He began with a meticulous study of old Arab settlements, including the ancient citadel of Aleppo in Syria and the mud-brick apartment towers of Shibam in Yemen, which date from the 16th century. “The point,” he said in an interview in New York, “was to go back and understand the fundamentals,” how these communities had been made livable in a region where the air can feel as hot as 150 degrees.Among the findings his office made was that settlements were often built on high ground, not only for defensive reasons but also to take advantage of the stronger winds. Some also used tall, hollow “wind towers” to funnel air down to street level. And the narrowness of the streets — which were almost always at an angle to the sun’s east-west trajectory, to maximize shade — accelerated airflow through the city.
With the help of environmental consultants, Mr. Foster’s team estimated that by combining such approaches, they could make Masdar feel as much as 70 degrees cooler. In so doing, they could more than halve the amount of electricity needed to run the city. Of the power that is used, 90 percent is expected to be solar, and the rest generated by incinerating waste (which produces far less carbon than piling it up in dumps). The city itself will be treated as a kind of continuing experiment, with researchers and engineers regularly analyzing its performance, fine-tuning as they go along.
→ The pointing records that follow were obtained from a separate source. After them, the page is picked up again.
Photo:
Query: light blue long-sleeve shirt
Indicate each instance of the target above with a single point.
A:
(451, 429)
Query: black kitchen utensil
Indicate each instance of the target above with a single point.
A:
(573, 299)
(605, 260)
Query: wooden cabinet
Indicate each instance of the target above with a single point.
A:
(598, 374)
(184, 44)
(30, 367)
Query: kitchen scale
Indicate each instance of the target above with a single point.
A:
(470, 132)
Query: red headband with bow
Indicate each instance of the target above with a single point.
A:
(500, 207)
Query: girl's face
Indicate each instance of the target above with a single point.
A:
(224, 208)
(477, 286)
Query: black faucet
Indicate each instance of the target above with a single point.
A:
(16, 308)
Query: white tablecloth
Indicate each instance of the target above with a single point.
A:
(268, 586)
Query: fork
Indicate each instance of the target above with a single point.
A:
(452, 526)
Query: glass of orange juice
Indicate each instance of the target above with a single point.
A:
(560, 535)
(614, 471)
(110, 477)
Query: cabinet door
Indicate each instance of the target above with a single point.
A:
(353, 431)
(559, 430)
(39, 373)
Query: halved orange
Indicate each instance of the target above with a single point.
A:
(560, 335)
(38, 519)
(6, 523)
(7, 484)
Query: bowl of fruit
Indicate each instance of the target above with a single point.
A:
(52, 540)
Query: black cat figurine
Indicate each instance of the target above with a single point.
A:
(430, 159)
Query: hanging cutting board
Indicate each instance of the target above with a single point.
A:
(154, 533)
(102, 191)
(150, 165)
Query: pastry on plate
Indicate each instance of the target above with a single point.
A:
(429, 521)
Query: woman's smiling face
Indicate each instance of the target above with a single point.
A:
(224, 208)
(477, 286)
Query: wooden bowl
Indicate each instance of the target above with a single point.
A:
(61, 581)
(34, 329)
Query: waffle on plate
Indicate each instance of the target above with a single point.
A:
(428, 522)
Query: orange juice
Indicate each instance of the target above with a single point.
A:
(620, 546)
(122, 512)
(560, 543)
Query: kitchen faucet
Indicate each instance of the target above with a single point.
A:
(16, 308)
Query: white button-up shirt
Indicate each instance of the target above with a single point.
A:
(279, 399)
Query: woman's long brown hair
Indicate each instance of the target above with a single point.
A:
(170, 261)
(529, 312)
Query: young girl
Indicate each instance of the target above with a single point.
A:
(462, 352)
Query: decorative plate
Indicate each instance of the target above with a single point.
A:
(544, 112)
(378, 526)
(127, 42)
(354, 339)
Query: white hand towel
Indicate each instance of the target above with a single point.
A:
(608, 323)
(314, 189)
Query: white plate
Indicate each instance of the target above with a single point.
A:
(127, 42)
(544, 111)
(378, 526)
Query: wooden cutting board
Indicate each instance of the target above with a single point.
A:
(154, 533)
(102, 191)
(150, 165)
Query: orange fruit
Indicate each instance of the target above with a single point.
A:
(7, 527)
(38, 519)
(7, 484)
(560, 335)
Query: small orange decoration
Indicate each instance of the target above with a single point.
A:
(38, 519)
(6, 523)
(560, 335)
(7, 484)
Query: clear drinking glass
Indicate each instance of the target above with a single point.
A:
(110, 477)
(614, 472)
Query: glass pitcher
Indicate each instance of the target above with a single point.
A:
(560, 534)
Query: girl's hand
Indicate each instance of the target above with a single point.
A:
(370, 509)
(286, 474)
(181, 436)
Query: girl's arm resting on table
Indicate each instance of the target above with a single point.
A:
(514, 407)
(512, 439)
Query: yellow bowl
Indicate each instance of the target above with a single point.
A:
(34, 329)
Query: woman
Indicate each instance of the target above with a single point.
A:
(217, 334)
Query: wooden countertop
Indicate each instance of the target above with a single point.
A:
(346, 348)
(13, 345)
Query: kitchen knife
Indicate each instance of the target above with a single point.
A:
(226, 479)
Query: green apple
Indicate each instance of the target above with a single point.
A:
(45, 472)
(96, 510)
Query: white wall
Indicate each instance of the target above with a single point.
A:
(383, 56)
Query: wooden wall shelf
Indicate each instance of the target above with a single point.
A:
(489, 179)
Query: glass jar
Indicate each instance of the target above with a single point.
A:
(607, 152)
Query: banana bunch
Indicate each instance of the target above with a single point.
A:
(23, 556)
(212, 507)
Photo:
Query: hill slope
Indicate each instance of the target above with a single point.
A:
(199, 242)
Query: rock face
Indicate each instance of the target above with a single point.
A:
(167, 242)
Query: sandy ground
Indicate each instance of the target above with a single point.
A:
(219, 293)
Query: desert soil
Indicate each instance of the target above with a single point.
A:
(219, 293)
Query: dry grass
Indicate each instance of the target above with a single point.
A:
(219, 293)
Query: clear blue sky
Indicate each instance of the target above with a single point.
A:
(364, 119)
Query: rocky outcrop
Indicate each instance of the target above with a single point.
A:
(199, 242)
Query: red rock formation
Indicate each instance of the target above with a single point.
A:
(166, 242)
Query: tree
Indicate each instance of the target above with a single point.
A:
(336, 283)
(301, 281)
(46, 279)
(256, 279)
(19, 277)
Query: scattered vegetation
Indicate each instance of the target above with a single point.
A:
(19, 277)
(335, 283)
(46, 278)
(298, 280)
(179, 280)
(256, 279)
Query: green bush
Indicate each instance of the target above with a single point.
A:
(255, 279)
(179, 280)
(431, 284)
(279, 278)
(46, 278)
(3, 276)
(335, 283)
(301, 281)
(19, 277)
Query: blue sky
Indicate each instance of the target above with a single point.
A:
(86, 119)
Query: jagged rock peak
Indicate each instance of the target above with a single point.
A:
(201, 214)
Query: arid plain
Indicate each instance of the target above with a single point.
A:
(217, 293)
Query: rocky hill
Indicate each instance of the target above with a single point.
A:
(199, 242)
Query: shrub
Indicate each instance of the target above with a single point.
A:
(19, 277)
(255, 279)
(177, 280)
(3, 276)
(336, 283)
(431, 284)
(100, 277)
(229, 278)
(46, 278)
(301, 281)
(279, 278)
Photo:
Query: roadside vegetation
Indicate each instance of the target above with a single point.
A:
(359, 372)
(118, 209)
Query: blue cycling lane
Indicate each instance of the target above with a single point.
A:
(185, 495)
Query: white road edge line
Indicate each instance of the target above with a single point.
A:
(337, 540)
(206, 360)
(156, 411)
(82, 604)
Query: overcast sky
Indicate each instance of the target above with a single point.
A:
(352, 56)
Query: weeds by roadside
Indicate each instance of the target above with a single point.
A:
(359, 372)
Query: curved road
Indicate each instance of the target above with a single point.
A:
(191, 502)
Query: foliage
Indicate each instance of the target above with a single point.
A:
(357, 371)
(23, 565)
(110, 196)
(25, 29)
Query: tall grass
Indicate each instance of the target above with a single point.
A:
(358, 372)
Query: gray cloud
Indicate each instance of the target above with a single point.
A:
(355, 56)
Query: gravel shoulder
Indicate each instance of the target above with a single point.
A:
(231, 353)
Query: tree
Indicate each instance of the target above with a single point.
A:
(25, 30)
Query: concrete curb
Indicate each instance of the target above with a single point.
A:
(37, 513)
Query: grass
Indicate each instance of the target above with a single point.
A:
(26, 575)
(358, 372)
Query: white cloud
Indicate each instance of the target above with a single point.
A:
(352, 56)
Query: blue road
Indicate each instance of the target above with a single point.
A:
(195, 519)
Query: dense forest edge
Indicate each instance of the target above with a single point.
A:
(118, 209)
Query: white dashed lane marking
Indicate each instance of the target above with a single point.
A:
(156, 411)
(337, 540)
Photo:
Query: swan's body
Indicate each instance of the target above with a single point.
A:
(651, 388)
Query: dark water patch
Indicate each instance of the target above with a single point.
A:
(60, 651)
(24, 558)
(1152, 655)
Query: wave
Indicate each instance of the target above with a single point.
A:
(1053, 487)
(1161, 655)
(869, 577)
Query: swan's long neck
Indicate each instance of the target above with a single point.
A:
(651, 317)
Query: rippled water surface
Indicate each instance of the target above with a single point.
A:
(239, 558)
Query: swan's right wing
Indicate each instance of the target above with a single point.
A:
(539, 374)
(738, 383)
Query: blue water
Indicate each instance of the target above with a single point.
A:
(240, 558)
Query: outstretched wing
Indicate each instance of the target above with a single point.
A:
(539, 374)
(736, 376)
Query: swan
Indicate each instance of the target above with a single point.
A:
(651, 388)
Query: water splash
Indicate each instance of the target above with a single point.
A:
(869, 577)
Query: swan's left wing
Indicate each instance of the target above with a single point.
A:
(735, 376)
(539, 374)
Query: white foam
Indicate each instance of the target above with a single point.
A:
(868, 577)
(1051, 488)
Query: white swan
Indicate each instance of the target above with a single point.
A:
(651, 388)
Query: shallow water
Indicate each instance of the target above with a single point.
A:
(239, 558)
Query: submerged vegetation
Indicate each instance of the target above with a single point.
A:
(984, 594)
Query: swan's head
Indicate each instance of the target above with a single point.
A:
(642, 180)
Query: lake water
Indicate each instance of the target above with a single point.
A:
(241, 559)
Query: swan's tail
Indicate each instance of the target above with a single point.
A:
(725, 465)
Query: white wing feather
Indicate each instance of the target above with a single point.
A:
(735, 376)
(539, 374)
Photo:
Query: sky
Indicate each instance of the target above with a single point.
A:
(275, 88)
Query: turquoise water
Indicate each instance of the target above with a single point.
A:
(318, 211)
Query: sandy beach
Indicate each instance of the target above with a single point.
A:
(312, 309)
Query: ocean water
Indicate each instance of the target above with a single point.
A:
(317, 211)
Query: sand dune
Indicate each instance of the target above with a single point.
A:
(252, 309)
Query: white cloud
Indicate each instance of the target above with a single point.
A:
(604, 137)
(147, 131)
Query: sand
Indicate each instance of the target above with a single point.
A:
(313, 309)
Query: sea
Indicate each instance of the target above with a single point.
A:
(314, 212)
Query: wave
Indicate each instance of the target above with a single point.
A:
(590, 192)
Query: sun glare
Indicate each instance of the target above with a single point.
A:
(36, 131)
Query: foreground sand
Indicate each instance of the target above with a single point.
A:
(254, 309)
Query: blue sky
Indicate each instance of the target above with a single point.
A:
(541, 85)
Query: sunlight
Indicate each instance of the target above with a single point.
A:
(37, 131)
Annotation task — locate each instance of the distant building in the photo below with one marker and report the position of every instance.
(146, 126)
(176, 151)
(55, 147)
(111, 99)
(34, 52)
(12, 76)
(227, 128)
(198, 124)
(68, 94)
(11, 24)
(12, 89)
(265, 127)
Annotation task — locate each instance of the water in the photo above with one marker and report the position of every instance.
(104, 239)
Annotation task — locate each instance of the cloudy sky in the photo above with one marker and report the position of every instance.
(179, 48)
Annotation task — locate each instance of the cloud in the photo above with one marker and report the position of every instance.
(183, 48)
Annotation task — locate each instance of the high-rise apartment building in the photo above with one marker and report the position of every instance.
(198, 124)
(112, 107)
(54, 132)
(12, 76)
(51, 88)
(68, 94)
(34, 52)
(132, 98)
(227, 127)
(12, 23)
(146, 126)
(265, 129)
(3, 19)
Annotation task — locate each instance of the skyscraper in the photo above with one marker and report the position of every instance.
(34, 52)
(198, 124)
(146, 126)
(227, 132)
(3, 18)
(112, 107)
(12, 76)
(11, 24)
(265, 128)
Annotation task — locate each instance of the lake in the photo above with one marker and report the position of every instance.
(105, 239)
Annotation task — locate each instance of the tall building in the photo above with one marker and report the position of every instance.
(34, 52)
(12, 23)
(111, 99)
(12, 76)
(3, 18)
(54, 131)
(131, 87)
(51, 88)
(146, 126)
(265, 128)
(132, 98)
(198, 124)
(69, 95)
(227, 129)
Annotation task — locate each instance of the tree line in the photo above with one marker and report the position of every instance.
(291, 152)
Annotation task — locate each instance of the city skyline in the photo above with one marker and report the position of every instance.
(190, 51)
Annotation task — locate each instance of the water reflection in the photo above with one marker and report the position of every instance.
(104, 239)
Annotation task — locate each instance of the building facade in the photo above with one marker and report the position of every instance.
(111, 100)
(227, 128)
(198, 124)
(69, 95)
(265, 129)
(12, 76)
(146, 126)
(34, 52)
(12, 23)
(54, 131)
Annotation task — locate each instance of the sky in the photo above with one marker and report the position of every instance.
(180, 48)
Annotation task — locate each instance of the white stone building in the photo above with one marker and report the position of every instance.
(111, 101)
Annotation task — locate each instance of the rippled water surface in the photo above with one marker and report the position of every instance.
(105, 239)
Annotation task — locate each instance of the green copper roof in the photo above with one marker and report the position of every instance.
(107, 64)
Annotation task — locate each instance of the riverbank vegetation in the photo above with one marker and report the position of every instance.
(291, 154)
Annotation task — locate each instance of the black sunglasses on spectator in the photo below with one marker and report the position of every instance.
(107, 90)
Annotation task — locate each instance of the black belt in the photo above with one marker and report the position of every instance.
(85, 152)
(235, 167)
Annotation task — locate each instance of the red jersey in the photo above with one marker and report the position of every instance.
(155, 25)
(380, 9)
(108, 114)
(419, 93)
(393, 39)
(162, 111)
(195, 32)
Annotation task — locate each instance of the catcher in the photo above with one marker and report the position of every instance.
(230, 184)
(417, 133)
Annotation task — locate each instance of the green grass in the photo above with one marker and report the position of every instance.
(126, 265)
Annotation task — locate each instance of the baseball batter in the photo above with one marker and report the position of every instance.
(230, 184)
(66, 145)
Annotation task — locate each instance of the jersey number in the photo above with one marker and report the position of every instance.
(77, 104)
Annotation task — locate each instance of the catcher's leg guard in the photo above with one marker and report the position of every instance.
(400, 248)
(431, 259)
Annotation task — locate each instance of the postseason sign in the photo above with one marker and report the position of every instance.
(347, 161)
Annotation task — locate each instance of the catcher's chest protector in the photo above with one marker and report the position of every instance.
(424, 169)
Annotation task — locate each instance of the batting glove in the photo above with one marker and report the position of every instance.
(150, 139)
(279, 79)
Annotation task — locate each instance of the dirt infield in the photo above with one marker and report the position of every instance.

But Mr. Foster’s most radical move was the way he dealt with one of the most vexing urban design challenges of the past century: what to do with the car. Not only did he close Masdar entirely to combustion-engine vehicles, he buried their replacement — his network of electric cars — underneath the city. Then, to further reinforce the purity of his vision, he located almost all of the heavy-duty service functions — a 54-acre photovoltaic field and incineration and water treatment plants — outside the city.
It’s only as people arrive at their destination that they will become aware of the degree to which everything has been engineered for high-function, low-consumption performance. The station’s elevators have been tucked discreetly out of sight to encourage use of a concrete staircase that corkscrews to the surface. And on reaching the streets — which were pretty breezy the day I visited — the only way to get around is on foot. (This is not only a matter of sustainability; Mr. Foster’s on-site partner, Austin Relton, told me that obesity has become a significant health issue in this part of the Arab world, largely because almost everyone drives to avoid the heat.)
The buildings that have gone up so far come in two contrasting styles. Laboratories devoted to developing new forms of sustainable energy and affiliated with the Massachusetts Institute of Technology are housed in big concrete structures that are clad in pillowlike panels of ethylene-tetrafluoroethylene, a super-strong translucent plastic that has become fashionable in contemporary architecture circles for its sleek look and durability. Inside, big open floor slabs are designed for maximum flexibility.
The residential buildings, which for now will mostly house professors, students and their families, use a more traditional architectural vocabulary.
What Masdar really represents, in fact, is the crystallization of another global phenomenon: the growing division of the world into refined, high-end enclaves and vast formless ghettos where issues like sustainability have little immediate relevance.